In an email to employees obtained by CNBC, CEO Logan Green and President John Zimmer pointed to what they called “a probable recession sometime in the next year” and rising rideshare insurance costs. But Lyft is not currently changing the guidance it gave last quarter.
Shares of Lyft slightly were negative Thursday. Shares have fallen almost 68% year-to-date, bringing its market cap under $5 billion.
Lyft said it has just over 5,000 employees.
Green and Zimmer said in the email that the layoffs “were based on deprioritized initiatives, an effort to reduce management layers, broader savings goals, and, in some cases, performance trajectory.”

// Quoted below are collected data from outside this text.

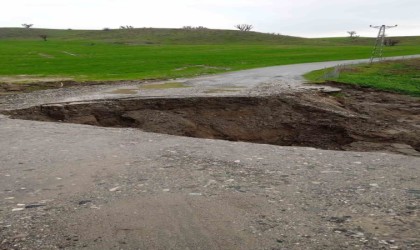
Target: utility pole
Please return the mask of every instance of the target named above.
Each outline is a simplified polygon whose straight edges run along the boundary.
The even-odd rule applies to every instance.
[[[382,60],[382,52],[384,50],[384,45],[385,45],[385,30],[395,28],[397,26],[398,25],[394,25],[394,26],[370,25],[371,28],[379,29],[378,36],[376,37],[376,41],[375,41],[375,46],[373,47],[372,56],[370,57],[370,63],[372,63],[375,58],[379,58],[379,60]]]

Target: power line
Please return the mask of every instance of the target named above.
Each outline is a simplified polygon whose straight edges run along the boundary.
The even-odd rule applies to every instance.
[[[388,26],[388,25],[380,25],[380,26],[373,26],[370,25],[371,28],[379,29],[378,36],[376,37],[375,46],[373,47],[372,56],[370,57],[370,63],[373,62],[375,58],[379,58],[382,60],[383,50],[385,45],[385,30],[392,29],[397,27],[398,25]]]

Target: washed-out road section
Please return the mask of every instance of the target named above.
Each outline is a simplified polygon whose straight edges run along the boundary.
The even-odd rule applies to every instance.
[[[288,67],[300,66],[283,69]],[[148,89],[130,98],[177,91],[183,97],[188,91],[236,95],[197,91],[213,77],[214,85],[223,85],[218,89],[226,88],[239,82],[231,79],[235,74],[240,73],[226,74],[226,82],[210,76],[187,80],[196,81],[191,88]],[[295,77],[301,81],[298,75],[286,78]],[[273,79],[237,95],[289,89]],[[113,88],[2,97],[1,107],[87,101],[97,91],[103,91],[100,99],[119,97],[107,94]],[[76,96],[80,99],[72,99]],[[0,138],[1,249],[420,248],[420,158],[415,156],[6,116],[0,116]]]

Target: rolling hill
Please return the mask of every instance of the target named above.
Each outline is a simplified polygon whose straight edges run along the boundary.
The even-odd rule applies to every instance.
[[[47,41],[40,37],[45,35]],[[420,54],[399,37],[386,56]],[[210,29],[0,28],[0,82],[168,79],[305,62],[368,58],[374,38],[301,38]]]
[[[213,29],[109,29],[58,30],[0,28],[0,40],[96,41],[122,44],[211,45],[211,44],[267,44],[267,45],[372,45],[374,38],[302,38],[260,32]],[[420,37],[395,37],[403,45],[419,45]]]

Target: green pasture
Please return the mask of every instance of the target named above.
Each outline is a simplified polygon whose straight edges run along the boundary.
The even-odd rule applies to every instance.
[[[46,34],[48,41],[43,41],[40,34]],[[385,55],[420,54],[420,43],[416,43],[420,39],[404,39],[398,46],[387,47]],[[171,79],[274,65],[359,59],[369,57],[372,41],[226,30],[0,28],[0,81],[14,76],[77,81]]]
[[[337,81],[397,93],[420,96],[420,59],[382,61],[347,66],[335,77],[328,76],[334,68],[317,70],[305,75],[313,82]]]

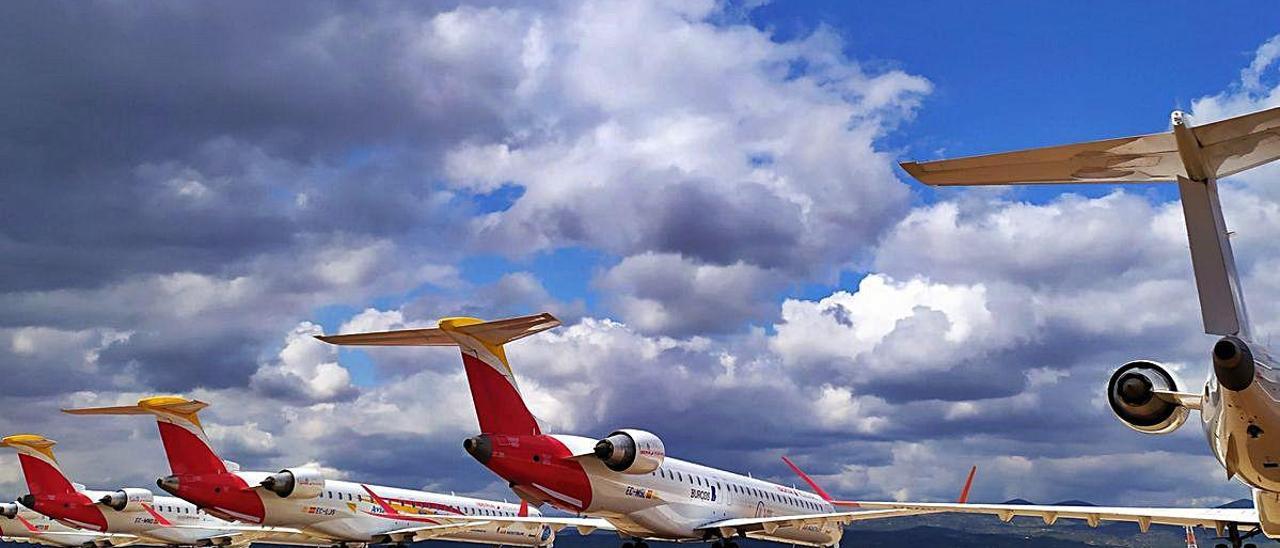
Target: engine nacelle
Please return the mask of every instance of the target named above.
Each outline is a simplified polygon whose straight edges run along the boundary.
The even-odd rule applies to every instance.
[[[1190,410],[1157,397],[1156,390],[1177,392],[1173,375],[1158,363],[1132,361],[1111,375],[1107,402],[1125,426],[1144,434],[1168,434],[1187,422]]]
[[[314,468],[286,468],[267,476],[261,485],[280,498],[313,499],[324,492],[324,475]]]
[[[616,430],[596,442],[595,454],[610,470],[626,474],[648,474],[667,458],[658,436],[632,429]]]
[[[137,487],[125,487],[119,491],[113,491],[103,495],[98,499],[98,504],[106,506],[117,512],[134,512],[142,511],[144,504],[151,504],[154,495],[146,489],[138,489]]]
[[[22,507],[18,506],[18,503],[16,502],[6,502],[4,504],[0,504],[0,517],[13,519],[18,517],[18,512],[21,512],[21,511],[22,511]]]

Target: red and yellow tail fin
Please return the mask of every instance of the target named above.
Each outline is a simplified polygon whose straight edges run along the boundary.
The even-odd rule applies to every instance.
[[[57,457],[53,456],[53,446],[57,443],[38,434],[14,434],[0,439],[0,445],[18,451],[22,475],[27,479],[27,489],[32,495],[38,497],[76,491],[75,484],[62,472]]]
[[[209,404],[181,396],[152,396],[137,405],[63,409],[72,415],[154,415],[160,428],[169,468],[176,475],[222,474],[227,466],[214,452],[200,424],[200,410]]]
[[[542,313],[503,320],[445,318],[435,328],[318,336],[324,342],[351,346],[457,346],[476,407],[480,431],[486,434],[540,434],[538,421],[525,406],[503,345],[560,325]]]

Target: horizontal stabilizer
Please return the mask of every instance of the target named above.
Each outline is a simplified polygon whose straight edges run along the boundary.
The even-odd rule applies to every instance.
[[[485,344],[501,346],[534,333],[557,327],[560,325],[560,320],[551,314],[543,312],[532,316],[520,316],[491,322],[475,318],[446,318],[440,320],[440,325],[441,327],[425,329],[401,329],[397,331],[353,333],[350,335],[317,335],[316,338],[329,344],[350,346],[455,346],[458,343],[445,332],[445,329],[448,329],[468,335]]]
[[[169,413],[199,425],[200,420],[197,413],[206,407],[209,407],[209,404],[182,396],[152,396],[138,400],[135,405],[73,407],[63,409],[62,412],[70,415],[154,415],[156,413]]]
[[[1173,120],[1166,133],[904,162],[902,169],[935,186],[1147,183],[1226,177],[1280,158],[1280,108],[1194,128],[1181,112]]]

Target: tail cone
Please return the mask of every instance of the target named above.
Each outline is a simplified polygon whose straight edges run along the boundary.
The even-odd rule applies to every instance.
[[[164,489],[165,492],[176,496],[178,494],[178,483],[178,476],[165,476],[156,480],[156,487]]]

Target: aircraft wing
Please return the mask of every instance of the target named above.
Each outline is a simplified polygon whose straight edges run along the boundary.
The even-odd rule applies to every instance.
[[[1146,183],[1221,178],[1280,159],[1280,108],[1191,127],[1175,112],[1174,131],[1086,143],[903,162],[927,185]],[[1179,140],[1182,141],[1181,147]]]
[[[556,531],[573,527],[579,534],[590,535],[597,530],[617,531],[618,529],[601,518],[579,518],[572,516],[431,516],[433,519],[450,522],[483,522],[499,524],[524,524],[528,527],[547,525]]]
[[[510,527],[524,527],[530,531],[537,530],[543,526],[551,527],[551,529],[559,532],[566,527],[573,527],[578,530],[580,535],[590,535],[597,530],[601,531],[617,531],[613,524],[600,518],[578,518],[578,517],[556,517],[556,516],[464,516],[464,515],[433,515],[430,516],[437,523],[421,525],[417,527],[406,527],[386,533],[397,542],[431,540],[443,536],[453,535],[462,531],[466,531],[473,527],[484,525],[507,525]]]
[[[92,533],[85,531],[40,531],[33,534],[30,539],[32,542],[39,544],[48,544],[54,546],[75,546],[83,542],[84,537],[93,537],[97,541],[105,540],[111,546],[129,546],[142,542],[142,539],[136,535],[126,535],[121,533]],[[164,545],[163,542],[154,543]]]
[[[270,544],[294,544],[302,546],[332,546],[337,539],[319,537],[291,527],[265,527],[261,525],[241,525],[237,523],[225,523],[216,527],[209,525],[179,525],[170,524],[167,528],[172,529],[201,529],[215,530],[219,534],[209,535],[200,539],[201,541],[226,540],[230,545],[248,544],[251,542],[266,542]],[[212,542],[215,545],[227,544]]]
[[[1039,504],[969,504],[954,502],[858,502],[863,508],[894,509],[913,512],[955,512],[988,514],[1008,522],[1017,516],[1034,516],[1053,525],[1059,519],[1084,520],[1091,527],[1104,521],[1127,521],[1138,524],[1146,532],[1152,524],[1206,527],[1221,531],[1228,524],[1257,525],[1258,512],[1253,508],[1141,508],[1117,506],[1053,506]]]
[[[861,510],[857,512],[828,512],[824,514],[800,514],[764,518],[732,518],[713,521],[698,527],[697,530],[719,533],[726,538],[736,534],[751,536],[752,533],[757,532],[764,532],[766,535],[772,535],[774,531],[787,527],[804,527],[806,525],[822,526],[832,523],[838,523],[841,526],[846,526],[855,521],[888,519],[902,516],[914,516],[918,514],[934,514],[938,512],[938,510],[906,510],[889,508]]]

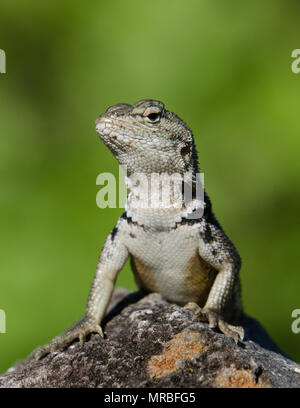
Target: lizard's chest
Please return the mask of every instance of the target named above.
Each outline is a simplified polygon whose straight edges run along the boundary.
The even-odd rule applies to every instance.
[[[215,271],[198,254],[196,230],[151,232],[131,225],[126,246],[139,287],[178,304],[205,303]]]

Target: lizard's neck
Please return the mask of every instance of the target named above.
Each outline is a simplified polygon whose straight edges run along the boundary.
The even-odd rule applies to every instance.
[[[127,177],[131,192],[126,201],[127,216],[133,222],[155,230],[176,227],[183,218],[199,208],[203,201],[194,197],[193,172],[180,174],[135,174]]]

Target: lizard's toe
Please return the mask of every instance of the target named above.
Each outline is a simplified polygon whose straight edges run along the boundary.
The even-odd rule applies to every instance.
[[[237,343],[239,340],[244,339],[244,329],[242,326],[233,326],[224,322],[224,320],[220,319],[218,323],[219,329],[222,333],[226,334],[226,336],[233,338],[233,340]]]
[[[191,312],[194,313],[194,317],[193,319],[200,319],[200,320],[204,320],[207,321],[207,315],[204,312],[203,313],[203,309],[195,302],[189,302],[186,305],[184,305],[184,309],[190,310]]]
[[[208,319],[208,325],[210,329],[214,329],[215,327],[218,327],[218,321],[220,319],[219,313],[217,313],[215,310],[212,309],[202,309],[202,314],[206,316]]]
[[[233,326],[223,319],[222,315],[212,309],[201,309],[201,314],[208,319],[209,327],[214,329],[216,327],[226,336],[231,337],[236,343],[244,339],[244,329],[241,326]]]
[[[32,356],[35,360],[39,360],[41,357],[43,357],[45,354],[50,353],[50,344],[48,344],[47,346],[42,346],[39,347],[37,350],[35,350],[32,353]]]
[[[186,305],[184,305],[184,309],[193,312],[195,317],[198,317],[201,314],[201,307],[195,302],[187,303]]]
[[[48,345],[39,347],[34,352],[34,358],[39,360],[47,353],[63,349],[76,339],[79,339],[80,346],[83,346],[87,335],[93,332],[98,333],[102,338],[104,337],[103,331],[97,322],[83,318],[65,333],[55,337]]]

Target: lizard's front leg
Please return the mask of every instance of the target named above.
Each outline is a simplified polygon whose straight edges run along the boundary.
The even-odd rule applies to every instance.
[[[232,293],[233,286],[231,287],[230,281],[234,275],[231,271],[226,270],[218,273],[203,308],[195,302],[189,302],[184,307],[192,311],[196,318],[208,320],[210,328],[218,327],[222,333],[233,338],[237,343],[238,340],[243,340],[244,329],[241,326],[229,324],[223,315],[226,298],[229,299]]]
[[[216,221],[209,223],[203,219],[202,228],[199,255],[218,273],[204,307],[200,308],[195,303],[188,303],[185,307],[192,310],[196,316],[206,318],[210,328],[218,327],[221,332],[238,342],[239,339],[244,338],[244,329],[225,321],[224,310],[228,305],[232,308],[240,307],[240,299],[233,299],[233,296],[236,295],[234,289],[235,285],[238,285],[241,260],[233,244]],[[207,234],[208,229],[209,234]]]
[[[222,333],[232,337],[236,343],[239,339],[243,340],[244,329],[241,326],[233,326],[225,321],[223,311],[232,297],[237,272],[234,265],[225,264],[221,266],[205,306],[201,310],[201,314],[207,316],[210,328],[219,327]]]
[[[101,252],[84,316],[49,344],[38,348],[33,353],[36,359],[67,346],[77,338],[83,344],[85,337],[92,332],[103,337],[100,324],[110,302],[118,272],[128,258],[128,250],[119,237],[118,228],[115,230],[114,234],[108,236]]]

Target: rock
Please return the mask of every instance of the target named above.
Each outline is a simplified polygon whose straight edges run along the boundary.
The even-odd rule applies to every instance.
[[[235,344],[192,312],[160,295],[115,291],[92,334],[39,361],[32,357],[0,377],[0,387],[300,387],[300,365],[278,349],[254,319]]]

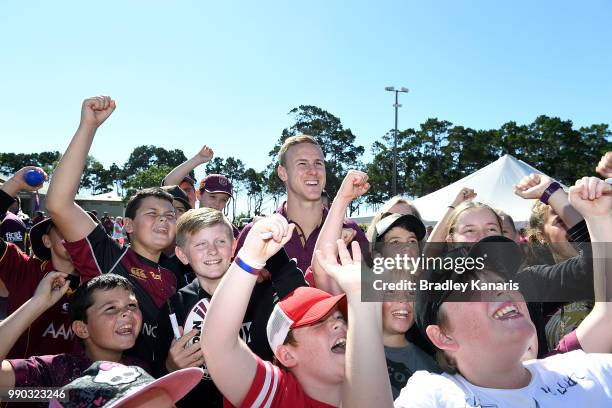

For laid-off workers, Lyft promised ten weeks of pay, healthcare coverage through the end of April, accelerated equity vesting for the Nov. 20 vesting date and recruiting assistance. Workers who had been there for more than four years will get an extra four weeks of pay, they added.
“We are not immune to the realities of inflation and a slowing economy,” Green and Zimmer wrote. “We need 2023 to be a period where we can better execute without having to change plans in response to external events — and the tough reality is that today’s actions set us up to do that.”
We just sent an invitation for everyone to join us for an all-hands at 11:00 am PT to share some tough news. Despite efforts to avoid this day, we’ve made the difficult decision to lay off 13% of the team. Additionally, we are pursuing a divestiture (sale) of our first-party vehicle service business, and in that case we do expect most of those team members will be offered roles from the acquiring company.
We know today will be hard. To help provide initial context, we want to share how we made this decision, how we’re supporting departing team members, and what to expect over the coming days.
There are several challenges playing out across the economy. We’re facing a probable recession sometime in the next year and rideshare insurance costs are going up. We worked hard to bring down costs this summer: we slowed, then froze hiring; cut spending; and paused less-critical initiatives. Still, Lyft has to become a leaner, which requires us to part with incredible team members.
The layoffs impact every organization in the company, and were based on deprioritized initiatives, an effort to reduce management layers, broader savings goals, and, in some cases, performance trajectory.
We are confident in the overall trajectory of the business. It was important to take these proactive actions to ensure we can accelerate execution, stay focused on the best opportunities to drive profitable growth, and deliver strong business results in 2023 and beyond.
Support for departing team members
We understand the real impact this decision has on departing team members. Lyft will offer support to departing team members:
· 10 weeks of payment.
Healthcare coverage through April 30, 2023, including access to Modern Health.
· Accelerated equity vesting for the November 20 vesting date.
· Recruiting assistance, including coaching sessions on resumes and interviews.
Team members with 4+ years with Lyft will receive an additional four weeks of pay.
Our priority today is taking care of departing team members, who for many of us are also friends. To those team members, although we know no words are sufficient, thank you for everything you have done for the Lyft community, mission, and business.
We are not immune to the realities of inflation and a slowing economy. We need 2023 to be a period where we can better execute without having to change plans in response to external events — and the tough reality is that today’s actions set us up to do that. It’s our responsibility to take ownership of these decisions and, in the end, protect the future we’re building for the drivers and riders we serve.